Immunogenicity of LipL
The results of the subcellular localization experiment suggested that LipL was mainly located in the cell membrane and cell wall. We therefore hypothesized that LipL may be accessible to the host immune system. To investigate whether the host humoral immune system would react to LipL, an indirect ELISA was performed to evaluate the reaction of the sera of TB patients using the recombinant protein LipLMs, which was expressed and purified from M. smegmatis. Because we primarily obtained purified LipLE from the E. coli expression system, which showed no biochemical activity, the difference in the immuno-reactivities of LipLMs and LipLE was also determined through ELISA assays.
The data revealed that the sera of all infected patients mounted significantly higher antibody responses against LipLMs compared with those obtained from the healthy controls (p = 0.0006; Fig 5B). However, in contrast to LipLMs, the use of LipLE as the detection antigen resulted in no significant differences in the sera reactions between TB patients and healthy controls (p > 0.05; Fig 5C).
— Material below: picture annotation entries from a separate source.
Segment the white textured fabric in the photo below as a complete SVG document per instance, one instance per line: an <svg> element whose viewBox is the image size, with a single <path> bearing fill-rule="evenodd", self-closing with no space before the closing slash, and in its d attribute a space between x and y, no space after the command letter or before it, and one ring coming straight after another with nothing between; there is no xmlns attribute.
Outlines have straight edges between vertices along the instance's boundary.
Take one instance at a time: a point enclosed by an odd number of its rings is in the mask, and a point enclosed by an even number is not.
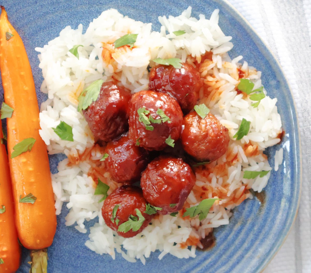
<svg viewBox="0 0 311 273"><path fill-rule="evenodd" d="M264 273L311 272L311 0L228 0L271 49L293 91L302 147L297 218ZM264 75L262 77L264 76Z"/></svg>

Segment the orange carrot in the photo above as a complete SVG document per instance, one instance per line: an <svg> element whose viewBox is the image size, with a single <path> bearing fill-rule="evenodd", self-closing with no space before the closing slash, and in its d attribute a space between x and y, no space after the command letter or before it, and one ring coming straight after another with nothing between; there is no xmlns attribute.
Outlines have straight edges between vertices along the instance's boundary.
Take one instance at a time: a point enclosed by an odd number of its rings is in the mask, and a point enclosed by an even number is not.
<svg viewBox="0 0 311 273"><path fill-rule="evenodd" d="M38 102L27 53L4 7L1 9L0 70L5 101L14 110L12 117L7 119L7 147L16 226L24 246L41 249L52 244L56 227L49 159L39 134ZM15 146L31 138L35 140L31 150L13 157ZM33 204L20 202L30 193L36 197Z"/></svg>
<svg viewBox="0 0 311 273"><path fill-rule="evenodd" d="M0 121L0 139L2 137ZM12 273L19 266L21 249L15 227L7 155L1 142L0 169L0 272Z"/></svg>

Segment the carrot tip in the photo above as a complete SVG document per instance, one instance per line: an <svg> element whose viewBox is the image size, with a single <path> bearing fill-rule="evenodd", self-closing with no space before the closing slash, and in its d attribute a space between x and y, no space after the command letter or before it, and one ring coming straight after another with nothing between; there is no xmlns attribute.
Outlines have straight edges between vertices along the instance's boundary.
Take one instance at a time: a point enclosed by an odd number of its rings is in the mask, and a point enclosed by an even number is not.
<svg viewBox="0 0 311 273"><path fill-rule="evenodd" d="M47 273L48 253L46 248L31 250L31 267L29 273Z"/></svg>

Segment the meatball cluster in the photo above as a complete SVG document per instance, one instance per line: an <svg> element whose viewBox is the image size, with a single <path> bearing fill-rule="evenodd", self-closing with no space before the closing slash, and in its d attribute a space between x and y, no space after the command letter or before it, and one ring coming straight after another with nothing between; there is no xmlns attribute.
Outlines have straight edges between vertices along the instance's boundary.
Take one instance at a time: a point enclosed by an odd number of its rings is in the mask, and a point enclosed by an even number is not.
<svg viewBox="0 0 311 273"><path fill-rule="evenodd" d="M227 150L226 128L211 114L193 111L202 85L192 65L157 65L149 90L131 95L114 82L104 83L83 110L95 140L106 146L105 168L120 186L102 209L119 235L134 236L157 214L181 210L196 180L187 159L212 161ZM173 155L177 147L184 158ZM140 181L140 187L133 185Z"/></svg>

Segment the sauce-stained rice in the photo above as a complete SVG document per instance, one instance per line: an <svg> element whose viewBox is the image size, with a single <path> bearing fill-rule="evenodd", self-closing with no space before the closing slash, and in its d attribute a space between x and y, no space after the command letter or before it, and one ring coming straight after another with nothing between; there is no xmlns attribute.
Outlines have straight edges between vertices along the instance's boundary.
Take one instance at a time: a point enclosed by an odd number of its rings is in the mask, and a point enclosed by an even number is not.
<svg viewBox="0 0 311 273"><path fill-rule="evenodd" d="M231 37L218 25L218 10L209 19L202 15L198 20L191 17L191 12L189 7L176 17L159 17L162 26L157 32L152 31L151 23L135 21L111 9L94 19L84 34L81 25L75 30L67 26L48 45L36 49L44 79L41 90L49 97L41 106L40 135L50 154L63 153L68 157L59 162L58 173L52 175L57 213L60 213L63 203L67 202L66 225L88 233L85 245L97 253L108 253L114 259L116 251L128 261L139 259L144 264L157 249L160 259L168 253L179 258L194 257L196 248L203 248L200 240L213 228L228 224L231 210L253 198L249 190L260 192L268 182L270 171L254 179L243 176L245 171L272 170L263 151L280 141L281 123L276 99L270 98L264 89L265 96L258 107L251 105L256 102L237 86L244 78L253 83L254 89L259 88L261 72L242 61L241 56L230 58L228 52L233 44ZM180 30L186 33L173 33ZM114 41L128 33L138 34L133 48L114 49ZM79 58L68 52L78 44L83 46L78 48ZM98 202L102 196L94 194L98 178L110 187L108 194L120 184L108 172L102 172L105 163L100 160L104 149L94 145L86 122L77 111L78 97L98 79L119 81L132 93L148 90L147 67L154 66L151 61L157 58L179 58L199 72L204 85L197 104L205 104L228 129L229 148L216 161L194 168L195 185L177 217L157 215L151 225L135 236L114 236L116 233L105 224L101 215L103 202ZM268 92L269 87L265 87ZM250 122L249 131L236 140L234 136L244 118ZM72 127L73 141L62 140L54 132L52 128L61 121ZM280 152L276 157L278 164L281 155ZM186 208L212 198L221 200L215 202L201 224L198 216L182 217ZM85 221L97 216L98 223L87 230Z"/></svg>

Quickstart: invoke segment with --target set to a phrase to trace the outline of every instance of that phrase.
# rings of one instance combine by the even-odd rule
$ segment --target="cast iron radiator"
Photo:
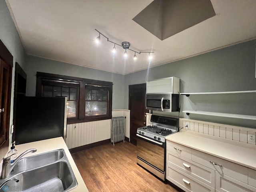
[[[123,141],[124,142],[124,130],[126,117],[115,117],[111,119],[111,143]]]

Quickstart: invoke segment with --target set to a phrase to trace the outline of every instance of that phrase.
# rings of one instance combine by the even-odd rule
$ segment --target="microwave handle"
[[[163,109],[163,100],[164,100],[164,98],[162,97],[162,99],[161,100],[161,109],[162,109],[162,111],[164,111],[164,109]]]

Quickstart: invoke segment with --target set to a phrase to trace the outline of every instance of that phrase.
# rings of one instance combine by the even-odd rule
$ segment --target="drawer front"
[[[168,164],[166,175],[166,179],[186,192],[214,192],[214,188]]]
[[[256,170],[248,169],[248,184],[256,187]]]
[[[194,150],[192,150],[192,158],[194,162],[245,183],[248,183],[247,168]]]
[[[170,141],[166,141],[166,150],[176,154],[178,157],[183,157],[191,160],[191,149]]]
[[[256,188],[220,173],[216,174],[216,190],[220,192],[255,192]]]
[[[188,160],[185,161],[166,151],[166,163],[212,187],[215,186],[215,172]]]

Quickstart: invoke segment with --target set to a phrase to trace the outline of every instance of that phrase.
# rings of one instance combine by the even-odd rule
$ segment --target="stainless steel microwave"
[[[179,111],[179,94],[146,94],[146,108],[164,112]]]

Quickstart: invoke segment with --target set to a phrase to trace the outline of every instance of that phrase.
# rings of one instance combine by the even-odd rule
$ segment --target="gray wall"
[[[256,90],[255,41],[251,41],[127,74],[124,108],[128,108],[129,85],[175,76],[180,92]],[[183,110],[256,116],[256,93],[180,96],[181,117],[256,128],[255,120],[190,114]],[[178,113],[169,114],[177,116]]]
[[[17,62],[23,68],[25,54],[20,37],[4,0],[0,0],[0,39],[12,55],[14,59],[10,123],[10,126],[12,124],[13,118],[13,93],[15,62]],[[10,138],[11,138],[10,134]],[[11,139],[10,140],[11,142]]]
[[[26,95],[36,95],[37,72],[112,82],[112,109],[124,108],[124,76],[66,63],[27,55]]]

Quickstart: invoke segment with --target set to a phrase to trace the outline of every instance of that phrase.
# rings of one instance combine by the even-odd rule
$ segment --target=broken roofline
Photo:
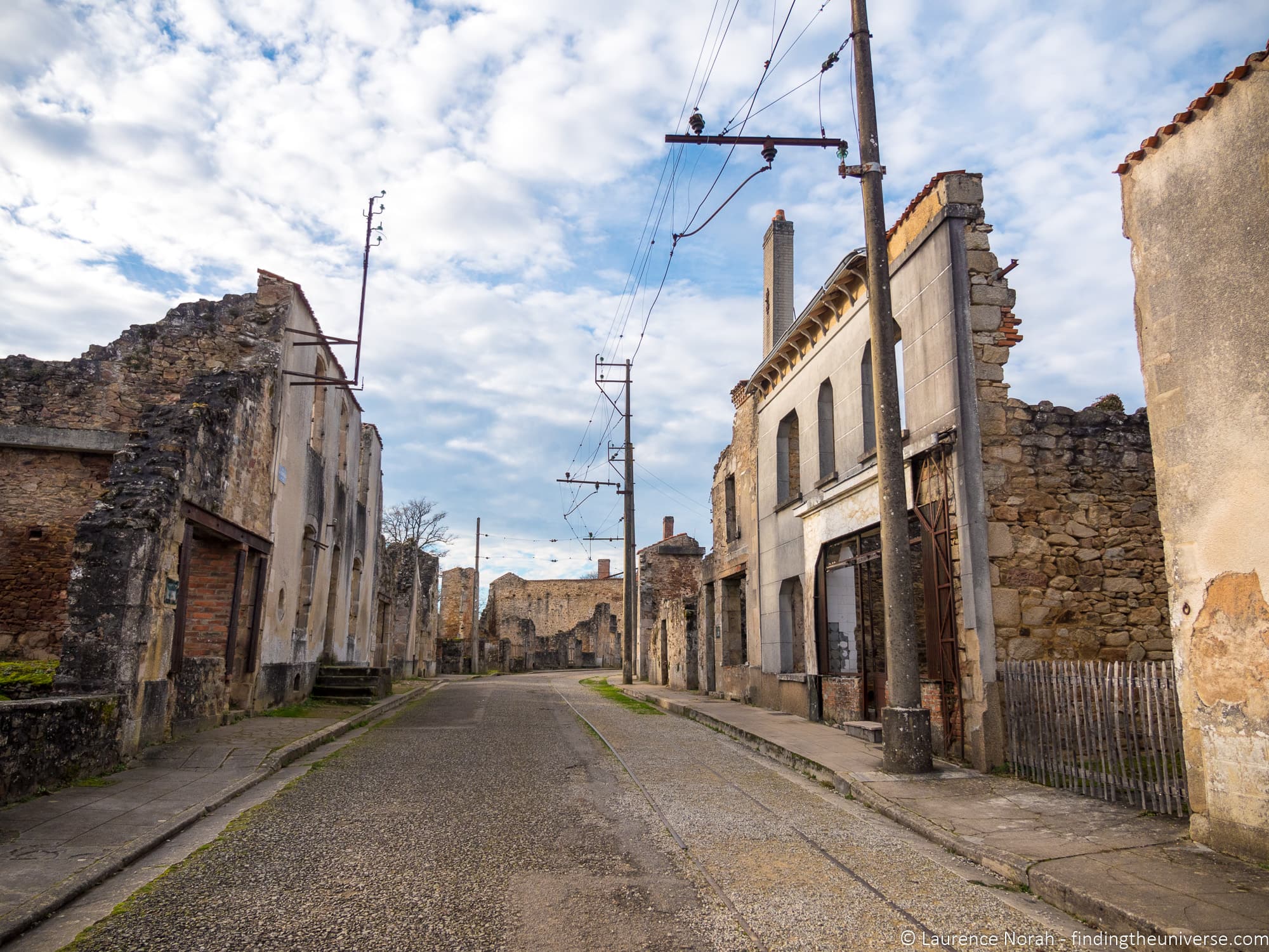
[[[964,169],[950,169],[948,171],[935,173],[930,178],[930,180],[925,183],[925,187],[912,197],[912,199],[907,203],[907,207],[904,208],[898,218],[895,220],[895,223],[886,230],[887,254],[890,254],[891,260],[893,260],[897,256],[897,254],[891,254],[890,242],[898,234],[904,223],[914,216],[916,209],[924,202],[926,202],[931,194],[934,195],[933,201],[935,202],[939,201],[937,187],[940,182],[952,175],[964,175],[967,178],[973,178],[973,179],[982,178],[982,173],[966,171]],[[898,251],[901,253],[902,250],[906,249],[906,246],[907,245],[905,245],[904,249],[898,249]],[[848,302],[849,307],[854,307],[854,305],[857,305],[858,302],[867,300],[868,281],[864,272],[864,269],[867,268],[867,263],[868,263],[868,255],[863,248],[854,249],[853,251],[848,253],[845,258],[841,259],[838,267],[832,270],[832,275],[829,278],[829,281],[826,281],[824,284],[820,286],[819,292],[816,292],[815,297],[811,298],[811,302],[802,308],[801,314],[797,316],[797,320],[794,320],[792,326],[780,336],[780,339],[772,345],[772,349],[763,357],[763,360],[761,363],[758,364],[758,368],[749,374],[749,382],[745,387],[746,392],[749,393],[763,392],[764,383],[769,385],[766,387],[768,392],[773,390],[775,385],[779,382],[779,380],[784,377],[787,373],[787,371],[780,371],[780,368],[777,366],[778,362],[783,360],[786,364],[788,364],[788,371],[792,371],[793,363],[801,360],[803,357],[801,349],[797,348],[796,344],[793,344],[793,339],[797,336],[805,336],[808,341],[813,344],[816,340],[813,335],[813,329],[819,329],[821,331],[821,335],[824,331],[827,330],[826,322],[816,319],[816,314],[821,308],[827,307],[827,310],[831,312],[834,317],[841,320],[841,317],[846,312],[846,307],[843,307],[839,314],[829,303],[827,301],[829,294],[834,292],[844,293],[849,298]],[[858,281],[859,286],[862,287],[860,293],[854,294],[848,289],[846,287],[846,281],[849,279],[848,275]],[[792,353],[789,354],[789,357],[784,357],[784,352],[788,350],[789,347],[793,347],[797,350],[797,360],[789,359],[793,357]]]
[[[326,336],[326,331],[324,331],[321,327],[321,321],[317,320],[317,311],[313,310],[313,306],[308,301],[308,296],[305,293],[305,289],[299,286],[299,282],[291,281],[291,278],[284,278],[280,274],[275,274],[274,272],[268,272],[264,268],[256,268],[255,273],[259,274],[261,278],[268,278],[270,281],[280,281],[283,284],[289,284],[291,287],[293,287],[296,289],[296,296],[299,298],[301,303],[303,303],[303,306],[308,310],[308,316],[312,317],[313,326],[317,329],[317,333],[321,334],[324,338]],[[324,340],[321,348],[325,352],[325,354],[330,358],[335,368],[339,369],[339,376],[346,381],[348,371],[344,369],[344,364],[339,362],[339,358],[335,355],[335,352],[330,349],[330,344],[327,344]],[[353,383],[357,381],[353,381]],[[365,413],[365,407],[362,406],[360,401],[357,399],[357,393],[353,392],[353,388],[345,385],[344,390],[348,391],[348,395],[353,399],[353,404],[357,405],[357,409],[360,413]],[[376,434],[378,434],[378,429],[376,429]],[[379,439],[379,446],[383,446],[382,439]]]
[[[1213,83],[1208,88],[1207,93],[1192,102],[1184,112],[1176,113],[1171,122],[1155,129],[1154,136],[1143,138],[1140,149],[1133,152],[1128,152],[1128,155],[1123,157],[1123,161],[1115,168],[1115,174],[1126,175],[1131,173],[1133,165],[1147,159],[1150,152],[1159,149],[1165,140],[1180,132],[1181,126],[1188,126],[1189,123],[1203,118],[1203,114],[1209,112],[1216,105],[1217,99],[1228,95],[1235,83],[1244,80],[1255,72],[1258,63],[1263,63],[1266,56],[1269,56],[1269,43],[1265,44],[1264,50],[1258,50],[1251,53],[1251,56],[1242,61],[1241,66],[1235,66],[1225,74],[1225,79],[1222,81]]]

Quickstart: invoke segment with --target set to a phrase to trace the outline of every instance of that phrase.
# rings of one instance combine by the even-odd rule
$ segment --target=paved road
[[[76,948],[898,949],[905,930],[917,947],[1042,932],[1039,904],[970,881],[982,871],[580,677],[433,692]]]

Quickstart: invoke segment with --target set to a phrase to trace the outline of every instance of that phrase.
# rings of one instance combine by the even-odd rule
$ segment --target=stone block
[[[987,523],[987,556],[1004,559],[1014,553],[1014,537],[1009,527],[1001,522]]]
[[[1121,592],[1138,593],[1145,589],[1140,579],[1122,579],[1118,576],[1107,579],[1101,588],[1105,592],[1114,592],[1114,593],[1121,593]]]
[[[1013,288],[999,284],[971,284],[971,305],[992,305],[995,307],[1013,307],[1016,294]],[[999,326],[999,321],[996,322]]]
[[[996,625],[1016,627],[1022,623],[1022,605],[1015,589],[991,590],[991,616]]]
[[[1133,625],[1159,625],[1162,621],[1162,614],[1154,605],[1142,605],[1132,609],[1128,621]]]

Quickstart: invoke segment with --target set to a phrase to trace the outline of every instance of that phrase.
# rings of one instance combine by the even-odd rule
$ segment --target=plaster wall
[[[1121,166],[1190,830],[1258,861],[1269,859],[1264,56]]]

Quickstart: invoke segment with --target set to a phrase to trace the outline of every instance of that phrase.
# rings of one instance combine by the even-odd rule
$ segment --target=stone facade
[[[980,769],[1004,755],[999,660],[1167,656],[1145,414],[1009,399],[990,234],[966,173],[887,232],[923,703]],[[834,724],[887,703],[865,265],[848,254],[732,395],[699,605],[703,687]]]
[[[381,664],[395,678],[437,673],[440,560],[430,552],[395,542],[382,560]]]
[[[983,437],[1000,660],[1170,660],[1146,414],[1009,400]]]
[[[1260,862],[1269,861],[1265,128],[1260,51],[1118,169],[1190,833]]]
[[[437,637],[471,640],[475,585],[475,569],[447,569],[440,574],[440,630]]]
[[[0,435],[3,439],[3,435]],[[110,470],[110,456],[0,446],[0,658],[61,651],[75,524]]]
[[[0,701],[0,805],[115,767],[121,726],[114,694]]]
[[[638,551],[638,626],[634,651],[634,670],[643,680],[666,684],[670,670],[683,671],[684,684],[695,689],[699,683],[697,666],[695,599],[700,592],[704,548],[685,533],[674,532],[674,517],[662,519],[662,537]],[[690,600],[690,644],[685,641],[687,623],[683,621],[684,599]],[[670,621],[661,614],[666,603],[673,603],[676,641],[667,647]],[[690,664],[688,658],[690,656]],[[689,670],[690,669],[690,670]],[[690,675],[690,677],[689,677]]]
[[[522,579],[489,586],[481,633],[499,646],[501,670],[621,664],[622,580]]]
[[[382,444],[345,387],[291,386],[343,376],[293,333],[321,329],[261,272],[74,360],[0,360],[0,466],[27,473],[0,583],[48,576],[5,650],[56,649],[60,693],[117,693],[126,754],[369,660]]]

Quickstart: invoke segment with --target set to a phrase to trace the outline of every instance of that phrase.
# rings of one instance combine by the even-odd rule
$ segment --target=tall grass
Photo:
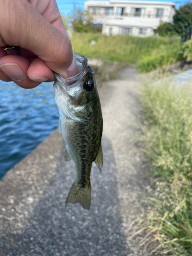
[[[192,94],[190,87],[144,87],[144,151],[156,178],[154,209],[142,221],[143,243],[158,240],[163,255],[192,255]]]
[[[94,40],[97,44],[90,47],[92,40]],[[140,60],[138,68],[141,72],[147,72],[161,65],[169,64],[169,56],[173,58],[176,53],[176,51],[174,51],[173,49],[177,49],[177,50],[181,46],[180,40],[175,37],[152,36],[143,38],[129,35],[107,36],[101,34],[91,33],[74,33],[71,42],[74,51],[87,57],[123,61],[127,63],[135,63]],[[154,61],[154,59],[162,53],[162,49],[164,57],[161,58],[163,60],[157,64],[158,61]],[[150,62],[153,63],[149,68]]]

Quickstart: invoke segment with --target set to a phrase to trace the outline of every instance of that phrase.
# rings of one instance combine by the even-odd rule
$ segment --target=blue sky
[[[176,0],[175,1],[172,0],[159,1],[161,1],[162,2],[173,2],[176,3],[177,8],[179,7],[181,4],[181,5],[183,5],[187,2],[187,1],[186,0]],[[85,2],[85,0],[56,0],[56,2],[57,3],[60,12],[65,15],[67,15],[68,14],[71,14],[73,12],[74,6],[76,7],[77,8],[81,8],[82,10],[83,10],[84,2]]]

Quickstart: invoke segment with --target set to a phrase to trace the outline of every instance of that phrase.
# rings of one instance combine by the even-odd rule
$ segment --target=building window
[[[142,17],[145,8],[132,8],[132,17]]]
[[[123,16],[125,8],[124,7],[118,7],[117,16]]]
[[[92,14],[98,15],[99,14],[100,7],[92,7]]]
[[[113,7],[105,7],[105,15],[112,16],[113,15]]]
[[[163,9],[157,9],[156,17],[161,18],[163,17]]]
[[[120,35],[131,35],[132,33],[132,28],[119,28],[119,34]]]
[[[145,35],[146,33],[146,29],[139,29],[139,34]]]

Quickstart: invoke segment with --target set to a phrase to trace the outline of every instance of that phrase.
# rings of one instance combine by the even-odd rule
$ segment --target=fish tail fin
[[[73,182],[66,199],[66,207],[79,203],[84,209],[89,210],[91,205],[91,183],[84,186],[75,181]]]

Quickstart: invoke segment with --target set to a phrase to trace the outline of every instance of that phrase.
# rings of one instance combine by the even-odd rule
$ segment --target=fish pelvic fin
[[[66,148],[65,150],[64,158],[65,158],[65,161],[66,162],[68,162],[68,161],[71,161],[72,160],[70,155],[68,152],[68,151],[67,150],[67,146],[66,146]]]
[[[94,161],[96,164],[97,166],[101,172],[102,167],[103,166],[103,153],[102,151],[101,143],[100,145],[99,150],[98,151],[97,156]]]
[[[71,206],[79,203],[86,210],[89,210],[91,205],[91,183],[89,181],[83,186],[75,181],[73,182],[66,199],[66,207]]]

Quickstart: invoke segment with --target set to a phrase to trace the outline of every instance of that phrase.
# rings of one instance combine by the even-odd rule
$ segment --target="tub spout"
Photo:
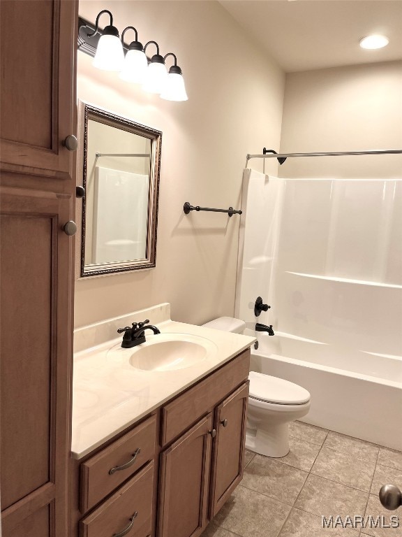
[[[268,332],[268,336],[274,336],[275,332],[272,330],[272,324],[267,327],[266,324],[261,324],[259,322],[255,323],[256,332]]]

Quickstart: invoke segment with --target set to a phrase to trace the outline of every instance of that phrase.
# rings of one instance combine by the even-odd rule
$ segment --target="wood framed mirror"
[[[76,275],[151,268],[162,133],[82,101],[78,111]]]

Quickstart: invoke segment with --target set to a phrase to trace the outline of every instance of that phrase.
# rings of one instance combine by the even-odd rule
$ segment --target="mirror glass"
[[[154,267],[162,133],[82,108],[80,275]]]

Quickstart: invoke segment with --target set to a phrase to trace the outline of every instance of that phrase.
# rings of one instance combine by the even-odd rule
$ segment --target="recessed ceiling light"
[[[360,40],[360,46],[362,48],[382,48],[382,47],[386,47],[389,43],[389,40],[385,36],[368,36]]]

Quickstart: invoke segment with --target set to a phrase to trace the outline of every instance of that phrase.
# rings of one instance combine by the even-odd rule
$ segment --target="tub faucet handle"
[[[262,303],[262,299],[261,296],[258,296],[255,303],[254,304],[254,315],[255,317],[259,317],[262,311],[268,311],[271,308],[268,304]]]

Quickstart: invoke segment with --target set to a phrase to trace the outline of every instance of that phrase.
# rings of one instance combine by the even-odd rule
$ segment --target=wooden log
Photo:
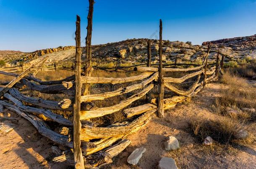
[[[23,78],[20,81],[22,84],[29,88],[30,90],[39,91],[40,93],[48,94],[64,93],[68,96],[74,95],[73,87],[68,90],[62,84],[51,86],[39,85],[26,79]]]
[[[216,68],[219,68],[219,48],[218,49],[218,53],[217,53],[217,57],[216,58]],[[219,69],[215,68],[215,75],[218,79],[219,77]]]
[[[143,80],[149,76],[154,72],[146,72],[133,76],[126,78],[104,78],[98,77],[81,77],[81,81],[83,83],[111,83],[113,84],[131,82]]]
[[[153,109],[146,112],[132,122],[124,126],[82,128],[81,140],[88,141],[94,139],[116,137],[133,133],[146,125],[150,120],[151,115],[156,110]]]
[[[74,97],[73,121],[73,146],[75,168],[84,169],[84,158],[82,154],[81,142],[81,124],[80,122],[80,106],[81,103],[81,37],[80,17],[76,15],[76,70],[75,70],[75,96]]]
[[[175,62],[174,62],[174,68],[176,68],[176,66],[177,65],[177,61],[178,60],[178,55],[176,55],[175,57]]]
[[[95,117],[101,117],[118,111],[128,106],[136,100],[142,97],[153,87],[154,85],[151,84],[139,93],[132,96],[129,98],[114,106],[107,107],[102,107],[95,110],[81,111],[80,112],[81,119],[81,120],[86,120]]]
[[[211,50],[211,48],[212,48],[212,44],[211,43],[211,42],[209,42],[209,44],[208,44],[208,47],[207,48],[207,54],[206,54],[206,55],[205,56],[205,58],[204,58],[204,61],[203,62],[203,64],[202,64],[202,66],[205,65],[206,59],[208,59],[208,55],[209,55],[209,53],[210,53],[210,50]]]
[[[10,89],[9,92],[16,99],[26,103],[32,104],[34,106],[38,106],[44,108],[50,108],[54,110],[73,110],[72,106],[67,107],[63,108],[57,101],[43,100],[41,98],[35,98],[28,97],[21,93],[18,91],[15,88]]]
[[[188,90],[184,91],[181,90],[179,90],[176,87],[173,86],[171,84],[167,83],[165,83],[165,87],[168,90],[178,94],[181,96],[189,96],[191,94],[193,91],[196,89],[196,88],[199,86],[198,82],[200,80],[201,76],[199,75],[197,80],[194,83],[194,84],[188,89]]]
[[[210,45],[211,45],[211,43],[209,43],[209,45],[208,46],[208,49],[209,49],[209,48],[210,48],[209,47],[210,46]],[[206,85],[206,76],[207,76],[208,60],[208,55],[207,55],[206,56],[206,58],[205,58],[205,63],[204,64],[204,84],[203,84],[203,86],[204,86],[204,87],[205,86],[205,85]]]
[[[224,55],[222,55],[221,61],[220,61],[220,68],[221,68],[221,71],[224,71]]]
[[[94,100],[102,100],[112,97],[125,94],[136,89],[143,88],[148,84],[157,78],[158,72],[155,72],[147,79],[143,81],[141,83],[135,84],[125,88],[120,88],[115,91],[105,92],[99,94],[91,94],[82,96],[81,101],[86,102]],[[65,99],[59,102],[59,104],[63,108],[66,108],[70,106],[72,101],[69,99]]]
[[[21,101],[13,97],[8,93],[5,93],[5,97],[10,100],[18,107],[18,109],[25,112],[29,113],[35,113],[36,114],[43,114],[53,121],[67,126],[72,126],[72,123],[68,119],[64,118],[62,115],[53,113],[48,110],[36,108],[24,105]]]
[[[3,106],[2,104],[0,104],[0,113],[3,113]]]
[[[21,79],[25,77],[27,74],[32,71],[32,68],[38,64],[42,63],[43,61],[40,61],[38,63],[35,64],[33,64],[29,68],[26,69],[25,71],[19,74],[18,76],[16,77],[15,79],[11,81],[8,84],[6,85],[4,88],[0,90],[0,96],[2,96],[3,94],[7,92],[9,89],[11,88],[16,83],[18,82]]]
[[[175,107],[176,104],[185,101],[187,97],[184,96],[175,96],[171,98],[163,99],[164,109],[165,110]],[[151,103],[156,105],[158,101],[157,98],[151,100]]]
[[[204,67],[204,65],[201,65],[194,68],[163,68],[163,72],[187,72],[189,71],[193,71],[200,70]],[[136,67],[134,68],[134,71],[138,72],[157,72],[158,71],[158,68],[154,67]]]
[[[17,106],[5,101],[0,101],[0,104],[4,105],[5,108],[16,112],[21,116],[28,120],[42,135],[60,145],[71,148],[73,148],[72,143],[68,142],[68,138],[67,136],[60,134],[51,130],[44,121],[36,116],[25,113],[20,110]]]
[[[102,149],[109,147],[116,142],[118,140],[123,137],[123,135],[120,135],[117,137],[111,137],[110,138],[102,139],[99,141],[93,142],[96,146],[95,147],[90,149],[87,149],[83,154],[84,156],[87,156],[96,152],[99,151]]]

The overall reactions of all of the sera samples to LipLE were stronger than those to LipLMs (Fig 5C). The results clearly indicated that a LipL-specific humoral immune response was induced in TB patients. The results also inferred that LipLE could barely react with the LipL-specific antibody, indicating that it lost its immuno-reactivity as well as its biochemical activity. Because the patient samples included sera from two groups of newly infected patients and relapsed patients, we also assayed the difference in the B cell responses elicited by these two groups against LipLMs. The results demonstrated that the sera from the newly infected group responded better than those from the relapsed group (p = 0.0173; Fig 5D).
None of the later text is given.